You can't use deps inside the hook without getting a different exhaustive-deps warning, however. You also get a warning for not using the depsString in the hook. Is your answer to have to JSON.parse it within the effect? That seems ridiculous, honestly.
4

I would recommend looking into this OSS package which was created to address the exact issue you describe (deeply comparing the values in the dependency array instead of shallow):

https://github.com/kentcdodds/use-deep-compare-effect

The usage/API is exactly the same as useEffect but it will compare deeply.

I would caution you however to not use it where you don't need it because it has the potential to result in a performance degredation due to unnecessary deep comparisons where a shallow one would do.

Comments

0

The solution I am suggesting here will match some scenarios. What I am doing for these kinds of issues is to memoize the variable and then useEffect will not fire indefinitely.

Please note this is not 100% match to the question asked above but I guess this will help someone.

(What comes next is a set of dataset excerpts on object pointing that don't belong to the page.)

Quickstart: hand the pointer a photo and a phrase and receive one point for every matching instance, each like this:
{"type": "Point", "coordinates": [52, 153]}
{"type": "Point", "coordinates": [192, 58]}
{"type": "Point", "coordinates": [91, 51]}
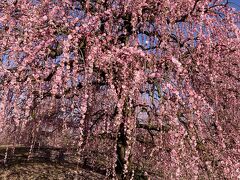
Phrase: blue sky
{"type": "Point", "coordinates": [235, 3]}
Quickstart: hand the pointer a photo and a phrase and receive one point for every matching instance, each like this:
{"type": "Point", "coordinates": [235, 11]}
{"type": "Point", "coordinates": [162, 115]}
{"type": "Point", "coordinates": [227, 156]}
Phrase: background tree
{"type": "Point", "coordinates": [152, 83]}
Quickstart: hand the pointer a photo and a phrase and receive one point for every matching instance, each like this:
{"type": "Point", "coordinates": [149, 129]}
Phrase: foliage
{"type": "Point", "coordinates": [154, 84]}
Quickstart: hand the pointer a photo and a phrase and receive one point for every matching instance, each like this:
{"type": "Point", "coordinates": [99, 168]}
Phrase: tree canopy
{"type": "Point", "coordinates": [150, 86]}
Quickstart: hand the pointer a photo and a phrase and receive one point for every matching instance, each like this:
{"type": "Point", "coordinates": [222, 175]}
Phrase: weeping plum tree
{"type": "Point", "coordinates": [140, 88]}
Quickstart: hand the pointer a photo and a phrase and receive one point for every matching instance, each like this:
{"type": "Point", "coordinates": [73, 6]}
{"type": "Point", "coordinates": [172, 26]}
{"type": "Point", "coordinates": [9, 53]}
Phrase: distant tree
{"type": "Point", "coordinates": [153, 85]}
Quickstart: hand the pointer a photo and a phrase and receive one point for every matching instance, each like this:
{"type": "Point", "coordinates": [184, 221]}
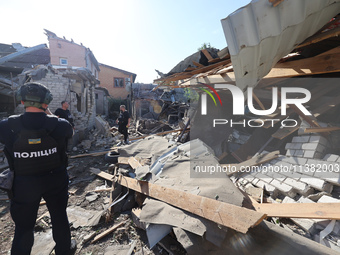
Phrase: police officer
{"type": "Point", "coordinates": [35, 149]}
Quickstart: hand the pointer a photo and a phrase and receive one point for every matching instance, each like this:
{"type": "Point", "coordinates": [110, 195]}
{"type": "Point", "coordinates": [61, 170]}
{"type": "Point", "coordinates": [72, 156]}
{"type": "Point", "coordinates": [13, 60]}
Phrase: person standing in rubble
{"type": "Point", "coordinates": [124, 123]}
{"type": "Point", "coordinates": [35, 149]}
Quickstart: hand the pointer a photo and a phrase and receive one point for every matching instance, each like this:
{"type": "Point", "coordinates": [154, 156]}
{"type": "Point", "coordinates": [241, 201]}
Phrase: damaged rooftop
{"type": "Point", "coordinates": [205, 171]}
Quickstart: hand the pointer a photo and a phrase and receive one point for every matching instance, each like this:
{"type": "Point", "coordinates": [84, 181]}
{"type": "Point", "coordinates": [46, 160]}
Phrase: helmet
{"type": "Point", "coordinates": [34, 94]}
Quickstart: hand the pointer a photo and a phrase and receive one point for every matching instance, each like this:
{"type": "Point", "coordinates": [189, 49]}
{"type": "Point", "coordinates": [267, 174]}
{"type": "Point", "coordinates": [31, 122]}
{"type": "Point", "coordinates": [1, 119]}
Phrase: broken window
{"type": "Point", "coordinates": [63, 61]}
{"type": "Point", "coordinates": [119, 82]}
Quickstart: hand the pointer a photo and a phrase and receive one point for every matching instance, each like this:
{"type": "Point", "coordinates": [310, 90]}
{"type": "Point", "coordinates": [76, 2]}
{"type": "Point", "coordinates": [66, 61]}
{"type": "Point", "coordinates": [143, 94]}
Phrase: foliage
{"type": "Point", "coordinates": [114, 105]}
{"type": "Point", "coordinates": [204, 46]}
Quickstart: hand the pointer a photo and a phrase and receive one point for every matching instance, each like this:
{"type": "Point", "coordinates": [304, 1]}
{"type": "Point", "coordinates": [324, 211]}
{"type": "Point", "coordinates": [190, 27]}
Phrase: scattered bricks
{"type": "Point", "coordinates": [295, 160]}
{"type": "Point", "coordinates": [321, 224]}
{"type": "Point", "coordinates": [319, 155]}
{"type": "Point", "coordinates": [300, 187]}
{"type": "Point", "coordinates": [294, 146]}
{"type": "Point", "coordinates": [264, 177]}
{"type": "Point", "coordinates": [307, 225]}
{"type": "Point", "coordinates": [299, 153]}
{"type": "Point", "coordinates": [313, 146]}
{"type": "Point", "coordinates": [317, 183]}
{"type": "Point", "coordinates": [331, 157]}
{"type": "Point", "coordinates": [267, 187]}
{"type": "Point", "coordinates": [310, 154]}
{"type": "Point", "coordinates": [290, 152]}
{"type": "Point", "coordinates": [283, 188]}
{"type": "Point", "coordinates": [331, 177]}
{"type": "Point", "coordinates": [301, 139]}
{"type": "Point", "coordinates": [254, 181]}
{"type": "Point", "coordinates": [248, 177]}
{"type": "Point", "coordinates": [242, 181]}
{"type": "Point", "coordinates": [318, 139]}
{"type": "Point", "coordinates": [328, 199]}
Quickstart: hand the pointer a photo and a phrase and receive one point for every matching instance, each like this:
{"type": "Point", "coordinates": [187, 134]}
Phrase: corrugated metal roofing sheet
{"type": "Point", "coordinates": [259, 35]}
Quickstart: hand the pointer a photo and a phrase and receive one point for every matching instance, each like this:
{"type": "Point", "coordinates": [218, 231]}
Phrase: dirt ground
{"type": "Point", "coordinates": [82, 181]}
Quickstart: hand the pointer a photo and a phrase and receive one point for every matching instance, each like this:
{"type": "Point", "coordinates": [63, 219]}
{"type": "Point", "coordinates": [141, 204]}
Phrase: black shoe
{"type": "Point", "coordinates": [73, 248]}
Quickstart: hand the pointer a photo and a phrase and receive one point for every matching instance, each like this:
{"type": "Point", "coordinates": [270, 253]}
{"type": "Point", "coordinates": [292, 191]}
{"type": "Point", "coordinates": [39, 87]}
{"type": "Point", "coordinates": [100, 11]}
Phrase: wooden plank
{"type": "Point", "coordinates": [102, 174]}
{"type": "Point", "coordinates": [235, 217]}
{"type": "Point", "coordinates": [232, 216]}
{"type": "Point", "coordinates": [327, 62]}
{"type": "Point", "coordinates": [224, 53]}
{"type": "Point", "coordinates": [4, 197]}
{"type": "Point", "coordinates": [258, 160]}
{"type": "Point", "coordinates": [321, 129]}
{"type": "Point", "coordinates": [269, 124]}
{"type": "Point", "coordinates": [284, 132]}
{"type": "Point", "coordinates": [123, 160]}
{"type": "Point", "coordinates": [94, 154]}
{"type": "Point", "coordinates": [309, 119]}
{"type": "Point", "coordinates": [207, 54]}
{"type": "Point", "coordinates": [108, 231]}
{"type": "Point", "coordinates": [330, 211]}
{"type": "Point", "coordinates": [134, 163]}
{"type": "Point", "coordinates": [326, 107]}
{"type": "Point", "coordinates": [162, 133]}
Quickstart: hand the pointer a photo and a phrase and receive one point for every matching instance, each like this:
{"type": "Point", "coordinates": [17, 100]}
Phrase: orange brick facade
{"type": "Point", "coordinates": [74, 53]}
{"type": "Point", "coordinates": [107, 77]}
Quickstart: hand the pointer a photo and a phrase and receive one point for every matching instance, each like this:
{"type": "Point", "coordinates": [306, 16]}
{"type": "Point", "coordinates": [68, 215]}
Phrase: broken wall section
{"type": "Point", "coordinates": [73, 85]}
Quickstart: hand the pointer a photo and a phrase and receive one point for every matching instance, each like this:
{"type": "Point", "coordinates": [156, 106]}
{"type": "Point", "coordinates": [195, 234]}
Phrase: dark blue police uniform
{"type": "Point", "coordinates": [29, 189]}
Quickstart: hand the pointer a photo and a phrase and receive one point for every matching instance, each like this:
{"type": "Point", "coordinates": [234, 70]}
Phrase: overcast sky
{"type": "Point", "coordinates": [138, 36]}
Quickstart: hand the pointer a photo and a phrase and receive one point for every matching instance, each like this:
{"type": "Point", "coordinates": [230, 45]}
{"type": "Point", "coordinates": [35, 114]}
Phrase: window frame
{"type": "Point", "coordinates": [119, 79]}
{"type": "Point", "coordinates": [61, 61]}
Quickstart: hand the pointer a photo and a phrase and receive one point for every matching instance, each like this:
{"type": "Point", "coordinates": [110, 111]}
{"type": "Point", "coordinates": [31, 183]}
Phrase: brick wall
{"type": "Point", "coordinates": [107, 76]}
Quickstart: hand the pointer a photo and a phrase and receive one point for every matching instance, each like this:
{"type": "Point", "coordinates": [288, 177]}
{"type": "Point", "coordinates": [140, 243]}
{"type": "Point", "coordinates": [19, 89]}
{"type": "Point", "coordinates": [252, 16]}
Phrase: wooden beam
{"type": "Point", "coordinates": [102, 174]}
{"type": "Point", "coordinates": [330, 211]}
{"type": "Point", "coordinates": [320, 37]}
{"type": "Point", "coordinates": [232, 216]}
{"type": "Point", "coordinates": [162, 133]}
{"type": "Point", "coordinates": [108, 231]}
{"type": "Point", "coordinates": [198, 64]}
{"type": "Point", "coordinates": [123, 160]}
{"type": "Point", "coordinates": [276, 2]}
{"type": "Point", "coordinates": [326, 107]}
{"type": "Point", "coordinates": [284, 132]}
{"type": "Point", "coordinates": [207, 54]}
{"type": "Point", "coordinates": [258, 101]}
{"type": "Point", "coordinates": [258, 160]}
{"type": "Point", "coordinates": [134, 163]}
{"type": "Point", "coordinates": [327, 62]}
{"type": "Point", "coordinates": [321, 129]}
{"type": "Point", "coordinates": [309, 119]}
{"type": "Point", "coordinates": [93, 154]}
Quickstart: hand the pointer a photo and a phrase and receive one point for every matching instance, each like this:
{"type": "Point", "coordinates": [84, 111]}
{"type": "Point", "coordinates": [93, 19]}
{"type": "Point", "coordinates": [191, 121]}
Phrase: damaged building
{"type": "Point", "coordinates": [260, 175]}
{"type": "Point", "coordinates": [69, 70]}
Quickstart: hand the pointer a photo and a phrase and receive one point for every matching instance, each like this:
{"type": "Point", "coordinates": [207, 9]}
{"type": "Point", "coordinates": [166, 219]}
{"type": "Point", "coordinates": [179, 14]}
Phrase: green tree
{"type": "Point", "coordinates": [204, 46]}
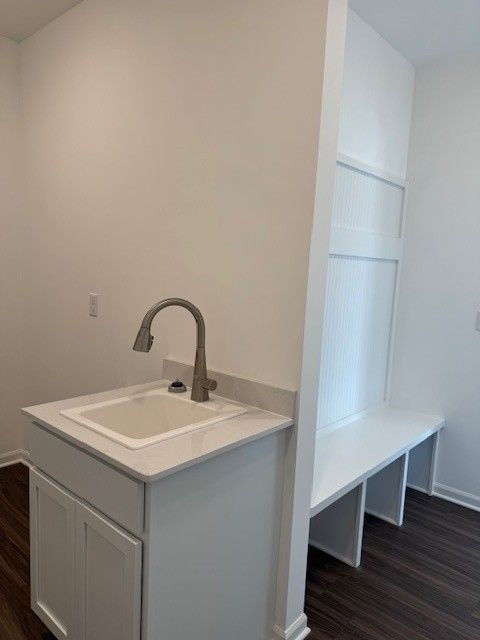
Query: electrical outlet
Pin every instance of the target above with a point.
(93, 304)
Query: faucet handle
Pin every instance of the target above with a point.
(209, 384)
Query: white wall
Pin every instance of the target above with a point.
(377, 100)
(437, 363)
(374, 129)
(10, 254)
(170, 151)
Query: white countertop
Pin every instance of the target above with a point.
(350, 454)
(164, 458)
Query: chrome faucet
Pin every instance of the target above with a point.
(201, 383)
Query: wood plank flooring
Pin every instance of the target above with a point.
(17, 620)
(420, 582)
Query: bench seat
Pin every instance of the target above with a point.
(363, 466)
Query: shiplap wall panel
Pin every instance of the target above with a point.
(365, 202)
(357, 327)
(365, 253)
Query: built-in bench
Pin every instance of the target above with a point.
(365, 466)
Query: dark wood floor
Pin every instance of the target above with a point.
(420, 582)
(17, 621)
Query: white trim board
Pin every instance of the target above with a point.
(298, 630)
(14, 457)
(371, 170)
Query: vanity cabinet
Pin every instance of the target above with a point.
(86, 571)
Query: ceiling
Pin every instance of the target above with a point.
(424, 30)
(20, 18)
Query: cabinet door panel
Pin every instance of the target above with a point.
(108, 579)
(52, 530)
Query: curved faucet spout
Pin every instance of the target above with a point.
(144, 340)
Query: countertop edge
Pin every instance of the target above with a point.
(140, 469)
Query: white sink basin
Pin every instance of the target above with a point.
(143, 419)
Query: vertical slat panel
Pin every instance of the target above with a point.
(364, 202)
(360, 295)
(357, 326)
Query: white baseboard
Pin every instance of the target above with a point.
(14, 457)
(464, 499)
(296, 631)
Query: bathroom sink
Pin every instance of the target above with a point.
(143, 419)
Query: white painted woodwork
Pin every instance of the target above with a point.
(85, 571)
(366, 202)
(422, 465)
(338, 529)
(366, 247)
(109, 490)
(347, 456)
(385, 497)
(108, 570)
(290, 619)
(357, 327)
(52, 531)
(211, 546)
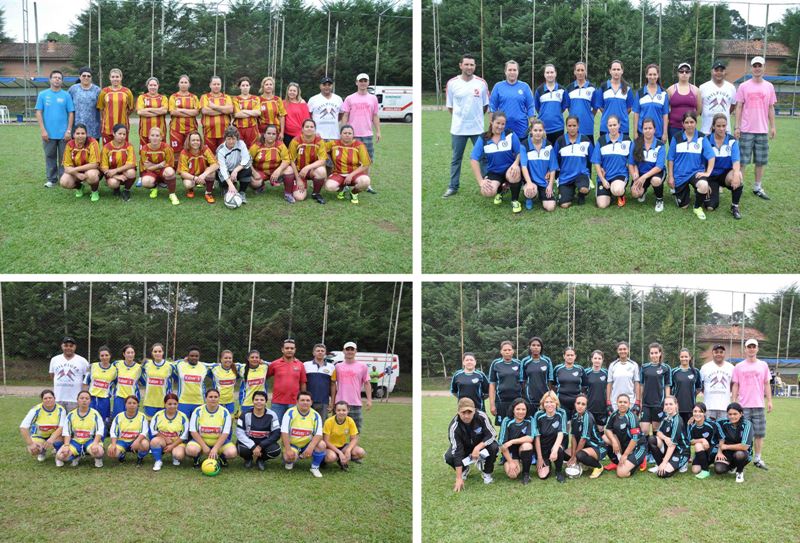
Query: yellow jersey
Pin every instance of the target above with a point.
(340, 434)
(100, 379)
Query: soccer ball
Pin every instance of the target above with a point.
(210, 467)
(232, 200)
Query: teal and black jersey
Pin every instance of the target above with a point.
(537, 376)
(507, 378)
(685, 386)
(594, 386)
(655, 379)
(474, 386)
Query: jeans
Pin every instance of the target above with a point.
(53, 153)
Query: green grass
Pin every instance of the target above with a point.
(468, 234)
(51, 231)
(644, 508)
(371, 502)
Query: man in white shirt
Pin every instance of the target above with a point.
(719, 96)
(717, 375)
(68, 371)
(467, 101)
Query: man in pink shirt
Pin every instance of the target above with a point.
(755, 117)
(348, 379)
(750, 387)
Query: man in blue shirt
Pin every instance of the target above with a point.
(54, 113)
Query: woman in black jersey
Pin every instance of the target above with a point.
(516, 441)
(550, 436)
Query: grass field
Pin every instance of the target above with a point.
(371, 502)
(468, 234)
(51, 231)
(644, 508)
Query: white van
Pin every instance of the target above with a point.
(387, 364)
(394, 102)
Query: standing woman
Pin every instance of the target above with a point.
(691, 161)
(683, 97)
(115, 103)
(550, 101)
(246, 111)
(501, 151)
(81, 163)
(646, 164)
(610, 159)
(686, 383)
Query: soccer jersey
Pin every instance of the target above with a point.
(183, 125)
(74, 156)
(301, 428)
(115, 106)
(340, 434)
(146, 101)
(517, 102)
(101, 380)
(500, 155)
(210, 424)
(42, 423)
(655, 379)
(214, 125)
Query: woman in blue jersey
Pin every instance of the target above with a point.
(570, 159)
(610, 159)
(501, 150)
(614, 97)
(691, 161)
(550, 101)
(651, 102)
(727, 170)
(646, 164)
(538, 178)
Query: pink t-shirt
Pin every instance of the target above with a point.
(751, 377)
(360, 108)
(756, 98)
(350, 379)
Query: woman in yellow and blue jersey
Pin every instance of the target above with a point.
(169, 431)
(41, 428)
(129, 432)
(210, 427)
(83, 433)
(157, 377)
(254, 377)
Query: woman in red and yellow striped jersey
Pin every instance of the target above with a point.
(271, 161)
(155, 163)
(184, 107)
(246, 112)
(217, 109)
(118, 163)
(81, 163)
(197, 165)
(350, 164)
(308, 155)
(115, 103)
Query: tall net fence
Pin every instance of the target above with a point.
(212, 316)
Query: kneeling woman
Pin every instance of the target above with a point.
(610, 159)
(622, 435)
(687, 152)
(210, 427)
(83, 433)
(129, 433)
(735, 444)
(501, 151)
(169, 431)
(550, 436)
(516, 441)
(670, 445)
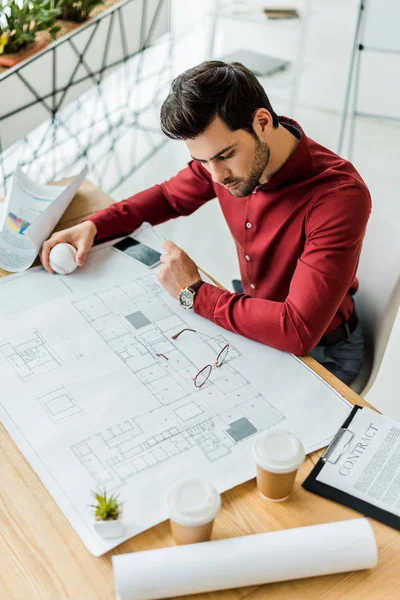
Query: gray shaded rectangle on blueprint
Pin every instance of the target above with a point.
(241, 429)
(138, 320)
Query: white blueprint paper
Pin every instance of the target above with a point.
(248, 560)
(29, 216)
(97, 394)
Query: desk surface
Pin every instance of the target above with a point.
(42, 557)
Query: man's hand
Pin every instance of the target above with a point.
(80, 236)
(177, 270)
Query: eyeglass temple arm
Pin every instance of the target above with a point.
(175, 337)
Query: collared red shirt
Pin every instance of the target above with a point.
(298, 238)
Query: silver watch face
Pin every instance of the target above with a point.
(186, 299)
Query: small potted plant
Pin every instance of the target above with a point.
(20, 21)
(77, 10)
(108, 515)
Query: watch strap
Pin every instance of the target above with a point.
(195, 286)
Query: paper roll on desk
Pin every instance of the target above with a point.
(249, 560)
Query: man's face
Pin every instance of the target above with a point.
(235, 159)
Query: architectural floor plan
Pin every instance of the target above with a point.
(101, 394)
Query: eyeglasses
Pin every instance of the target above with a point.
(203, 375)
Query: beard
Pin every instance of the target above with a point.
(247, 186)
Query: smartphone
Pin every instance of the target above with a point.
(144, 254)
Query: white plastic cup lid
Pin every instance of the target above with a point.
(278, 452)
(192, 502)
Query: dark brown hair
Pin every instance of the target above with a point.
(213, 88)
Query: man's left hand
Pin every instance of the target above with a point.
(177, 270)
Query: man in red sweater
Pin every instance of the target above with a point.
(297, 212)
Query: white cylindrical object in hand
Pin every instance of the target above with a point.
(62, 258)
(249, 560)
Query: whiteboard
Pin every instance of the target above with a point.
(382, 25)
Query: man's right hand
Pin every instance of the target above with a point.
(80, 236)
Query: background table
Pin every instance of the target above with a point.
(43, 558)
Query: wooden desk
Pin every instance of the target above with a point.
(42, 557)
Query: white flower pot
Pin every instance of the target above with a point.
(109, 529)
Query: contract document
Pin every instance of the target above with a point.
(361, 467)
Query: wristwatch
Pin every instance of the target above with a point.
(186, 297)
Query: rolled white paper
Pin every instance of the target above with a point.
(249, 560)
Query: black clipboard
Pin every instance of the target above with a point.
(322, 489)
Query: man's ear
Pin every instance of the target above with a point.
(262, 121)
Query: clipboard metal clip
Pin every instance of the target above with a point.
(338, 445)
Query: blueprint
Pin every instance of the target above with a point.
(98, 394)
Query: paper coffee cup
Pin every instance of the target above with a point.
(192, 505)
(278, 455)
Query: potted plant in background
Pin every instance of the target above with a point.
(20, 22)
(77, 10)
(108, 515)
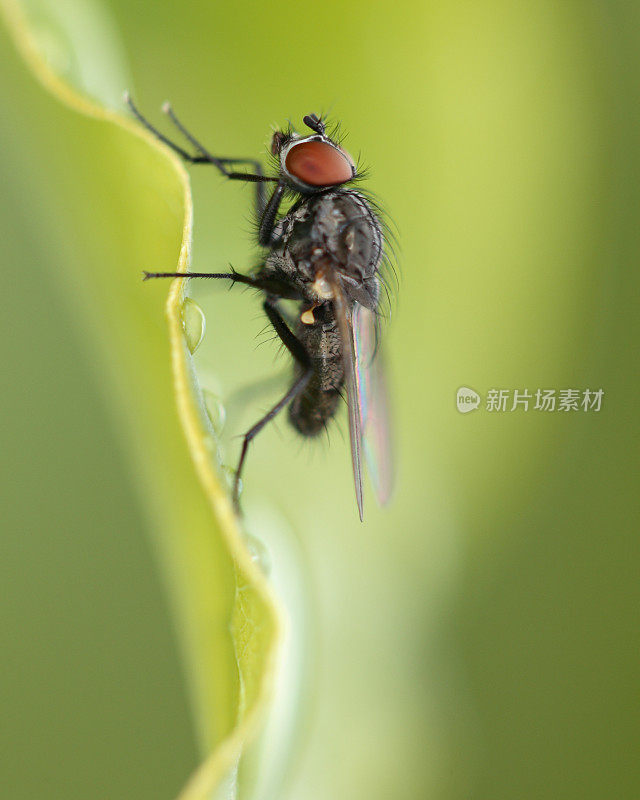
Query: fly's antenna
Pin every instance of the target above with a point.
(314, 122)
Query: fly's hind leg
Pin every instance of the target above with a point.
(299, 352)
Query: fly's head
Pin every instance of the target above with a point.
(310, 164)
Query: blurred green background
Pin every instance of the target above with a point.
(478, 638)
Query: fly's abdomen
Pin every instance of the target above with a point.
(314, 408)
(317, 404)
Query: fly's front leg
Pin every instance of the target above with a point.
(269, 215)
(203, 156)
(299, 352)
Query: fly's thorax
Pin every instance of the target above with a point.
(335, 232)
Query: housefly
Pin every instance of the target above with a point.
(324, 246)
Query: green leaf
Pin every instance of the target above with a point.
(226, 615)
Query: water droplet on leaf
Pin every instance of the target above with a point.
(215, 410)
(259, 552)
(193, 323)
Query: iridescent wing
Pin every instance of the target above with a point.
(366, 397)
(344, 319)
(373, 402)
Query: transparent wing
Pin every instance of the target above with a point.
(373, 404)
(345, 326)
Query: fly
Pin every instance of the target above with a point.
(324, 251)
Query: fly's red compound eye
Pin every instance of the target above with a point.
(277, 141)
(318, 164)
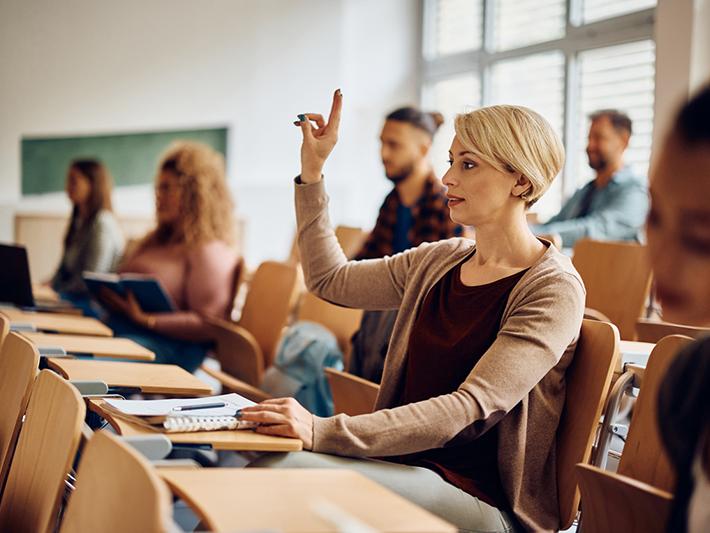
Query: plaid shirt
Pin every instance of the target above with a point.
(431, 221)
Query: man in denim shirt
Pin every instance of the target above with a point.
(613, 206)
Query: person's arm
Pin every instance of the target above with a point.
(620, 219)
(370, 284)
(544, 325)
(102, 249)
(207, 287)
(529, 344)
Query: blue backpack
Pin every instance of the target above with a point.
(305, 350)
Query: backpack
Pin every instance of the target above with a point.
(305, 350)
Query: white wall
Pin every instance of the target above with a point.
(92, 66)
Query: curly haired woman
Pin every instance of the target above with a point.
(188, 252)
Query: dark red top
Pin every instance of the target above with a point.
(454, 328)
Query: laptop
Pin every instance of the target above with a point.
(15, 282)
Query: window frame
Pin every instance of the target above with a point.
(579, 37)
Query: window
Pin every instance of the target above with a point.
(594, 10)
(450, 97)
(458, 26)
(563, 58)
(513, 27)
(618, 77)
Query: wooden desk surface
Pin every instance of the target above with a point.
(98, 346)
(150, 378)
(231, 499)
(61, 323)
(235, 440)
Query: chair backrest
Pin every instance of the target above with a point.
(649, 330)
(268, 303)
(617, 276)
(644, 457)
(4, 329)
(618, 503)
(352, 394)
(45, 451)
(116, 490)
(343, 322)
(587, 383)
(18, 367)
(351, 239)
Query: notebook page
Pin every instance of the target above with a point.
(233, 402)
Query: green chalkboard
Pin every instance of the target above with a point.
(131, 158)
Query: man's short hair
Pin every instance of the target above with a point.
(619, 120)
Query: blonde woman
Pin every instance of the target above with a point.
(473, 386)
(188, 252)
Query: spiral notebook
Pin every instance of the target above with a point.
(164, 415)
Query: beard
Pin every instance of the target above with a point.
(399, 175)
(597, 163)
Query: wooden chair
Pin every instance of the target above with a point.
(343, 322)
(352, 394)
(645, 478)
(644, 457)
(654, 330)
(617, 276)
(18, 367)
(116, 490)
(246, 348)
(45, 451)
(618, 503)
(4, 329)
(587, 382)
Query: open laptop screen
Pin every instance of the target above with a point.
(15, 283)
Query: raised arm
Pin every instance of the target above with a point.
(372, 284)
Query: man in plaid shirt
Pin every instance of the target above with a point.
(415, 211)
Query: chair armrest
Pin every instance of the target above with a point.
(236, 385)
(593, 314)
(237, 351)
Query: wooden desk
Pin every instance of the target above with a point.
(231, 499)
(61, 323)
(150, 379)
(235, 440)
(42, 292)
(98, 346)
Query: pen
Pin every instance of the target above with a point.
(200, 406)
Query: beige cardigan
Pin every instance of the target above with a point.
(518, 383)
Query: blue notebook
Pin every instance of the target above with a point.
(150, 294)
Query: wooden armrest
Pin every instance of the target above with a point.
(593, 314)
(237, 351)
(236, 385)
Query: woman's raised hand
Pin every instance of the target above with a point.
(318, 141)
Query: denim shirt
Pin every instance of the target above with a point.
(616, 212)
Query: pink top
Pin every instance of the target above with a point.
(200, 281)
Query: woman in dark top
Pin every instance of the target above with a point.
(678, 230)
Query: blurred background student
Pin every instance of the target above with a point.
(93, 240)
(678, 230)
(188, 252)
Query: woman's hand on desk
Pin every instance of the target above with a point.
(282, 417)
(318, 141)
(128, 306)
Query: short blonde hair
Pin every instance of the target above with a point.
(514, 138)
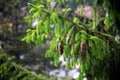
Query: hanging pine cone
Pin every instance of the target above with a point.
(83, 48)
(60, 48)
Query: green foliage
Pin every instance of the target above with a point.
(81, 42)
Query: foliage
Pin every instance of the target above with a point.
(80, 42)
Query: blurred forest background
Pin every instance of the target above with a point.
(12, 30)
(22, 58)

const roles = useMemo(() => [EntityRole.Client, EntityRole.Agency], []);

useEffect(() => {
  console.log(roles)
}, [roles])

1 Comment

what is EntityRole.Client, EntityRole.Agency here?
0

To fix linting issue, you can parse stingify variable within useEffect

  const getNames = (names) => {
      // stingify names list first
      const nameStr = JSON.stringify(names);

      useEffect(() => {
          // use stingify variable so useEffect don't have dependency on names
          const nameList = JSON.parse(nameStr);
          console.log(nameList);
      }, [nameStr]);
  };

1 Comment

I hate it, but it does seem to be the simplest approach.